Homophones are words which have a different meaning but are pronounced the same way, which is a common problem in automatic speech recognition (ASR). In this thesis, certain machine learning methods were used to disambiguate the word tokens ’ach’, ’ah’, ’auch’, ’eine’ and ’er’ which were all reduced to the sound /a/ in conversational Austrian German. Two approaches have been taken: (a) 128 acoustic and prosodic features were extracted from the tokens and used for different multi-layer-perceptrons (MLP) and a logistic regression model. The data originated from the GRASS corpus [1]. This approach builds on previous work by Xenia Kogler [2] who used a Random Forest. (b) Spectrograms were extracted with and without including the silence before the token of interest. With these spectrograms, different convolutional neural network (CNN) models were created: A greyscale model, an RGB model with the fundamental frequency (F0) represented in the green channel, and a combined model, which took a greyscale spectrogram and F0 as a one-dimensional signal as an input.

The feature based models showed similar results as the random forest, the best MLP model reached an accuracy of 57% and the logistic regression model reached an accuracy of 54%.

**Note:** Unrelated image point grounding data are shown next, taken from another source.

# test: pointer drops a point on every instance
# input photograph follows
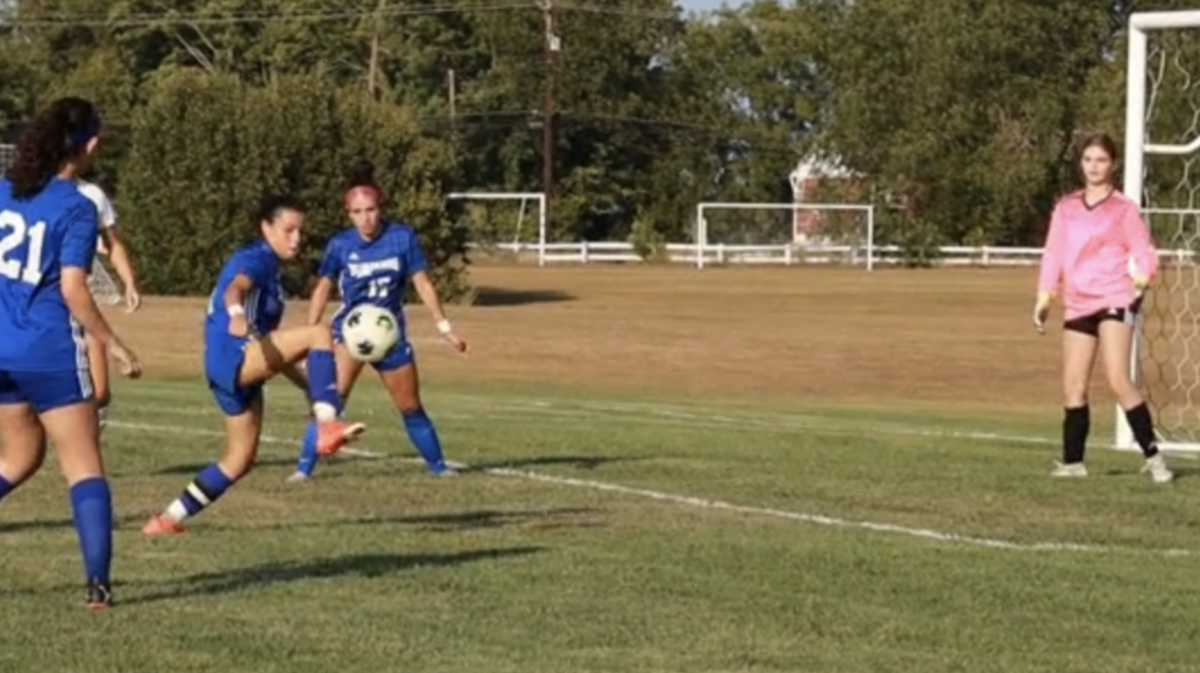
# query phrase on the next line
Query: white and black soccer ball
(370, 332)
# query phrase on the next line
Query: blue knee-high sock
(91, 503)
(323, 378)
(307, 461)
(425, 438)
(209, 485)
(6, 487)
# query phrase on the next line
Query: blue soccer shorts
(46, 391)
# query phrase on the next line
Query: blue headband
(87, 132)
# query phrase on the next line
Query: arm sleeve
(414, 256)
(1138, 241)
(79, 236)
(331, 263)
(1051, 256)
(255, 268)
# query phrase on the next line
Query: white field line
(708, 504)
(671, 418)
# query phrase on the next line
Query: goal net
(785, 234)
(1163, 170)
(503, 223)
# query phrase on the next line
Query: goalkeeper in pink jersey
(1098, 250)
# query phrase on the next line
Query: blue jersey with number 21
(39, 238)
(373, 271)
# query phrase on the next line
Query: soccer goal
(1162, 172)
(784, 233)
(505, 221)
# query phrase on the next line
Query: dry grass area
(940, 336)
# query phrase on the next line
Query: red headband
(361, 190)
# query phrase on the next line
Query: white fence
(610, 252)
(601, 252)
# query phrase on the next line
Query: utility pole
(373, 67)
(552, 46)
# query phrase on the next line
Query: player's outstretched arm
(1143, 256)
(431, 300)
(83, 308)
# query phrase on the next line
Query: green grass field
(615, 535)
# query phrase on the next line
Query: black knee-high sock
(1143, 427)
(1075, 425)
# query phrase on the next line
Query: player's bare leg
(1116, 348)
(75, 432)
(271, 354)
(22, 446)
(1078, 359)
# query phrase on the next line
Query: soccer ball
(370, 332)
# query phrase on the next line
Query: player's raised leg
(348, 371)
(1116, 347)
(22, 439)
(243, 406)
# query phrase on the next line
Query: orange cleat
(160, 524)
(335, 434)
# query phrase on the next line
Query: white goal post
(523, 198)
(793, 232)
(1162, 47)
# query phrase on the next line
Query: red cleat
(335, 434)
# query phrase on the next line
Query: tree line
(966, 108)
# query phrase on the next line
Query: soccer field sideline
(706, 503)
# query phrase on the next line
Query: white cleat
(1069, 470)
(1157, 469)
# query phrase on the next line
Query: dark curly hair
(59, 133)
(361, 174)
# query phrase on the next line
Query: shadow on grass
(444, 522)
(581, 462)
(561, 517)
(352, 565)
(499, 296)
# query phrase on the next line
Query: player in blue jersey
(244, 347)
(47, 246)
(372, 263)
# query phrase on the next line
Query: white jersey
(106, 215)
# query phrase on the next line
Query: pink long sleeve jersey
(1090, 250)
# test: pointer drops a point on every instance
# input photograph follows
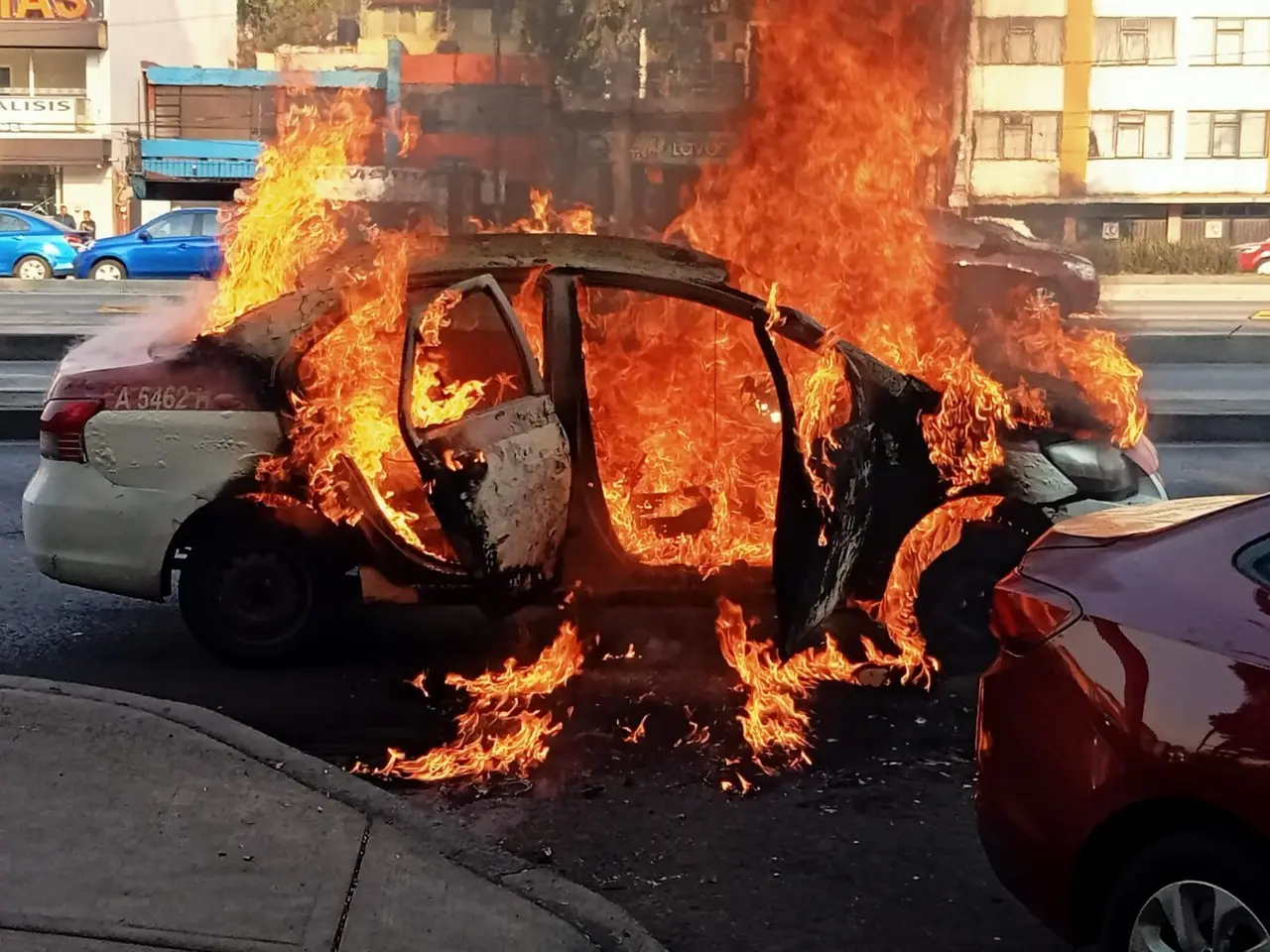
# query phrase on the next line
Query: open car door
(880, 483)
(499, 476)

The spectrogram based models showed slightly lower accuracy, the best model reached 55% (greyscale spectrogram with included preceding silence). Another observation was the increase of the accuracy when the preceding silence was included - for the greyscale models the accuracy increased by 9%.

For all experiments it can be said that the complex models did not perform as well, due to the small amount of data (4174 tokens for the feature based models, 4221 tokens for the CNN models).

The results of this thesis show, that a spectrogram approach, which uses low computational effort in comparison to the feature extraction, leads to a reasonable classification of homophones. This method is a promising approach for real-life ASR applications to decrease the word error rate.

[1] B. Schuppler, M. Hagmüller, and A. Zahrer, “A corpus of read and conversational Austrian German,” Speech Communication, vol. 94, pp. 62–74, 2017, issn: 0167-6393. doi: https://doi.org/10.1016/j.specom.2017.09.003. [Online]. Available: https://www.sciencedirect.com/science/art icle/pii/S0167639317300535.

[2] X. Kogler, “Classification of homophones in conversational Austrian German via random forest,” Bachelor’s thesis, Graz University of Technology, Oct. 2021.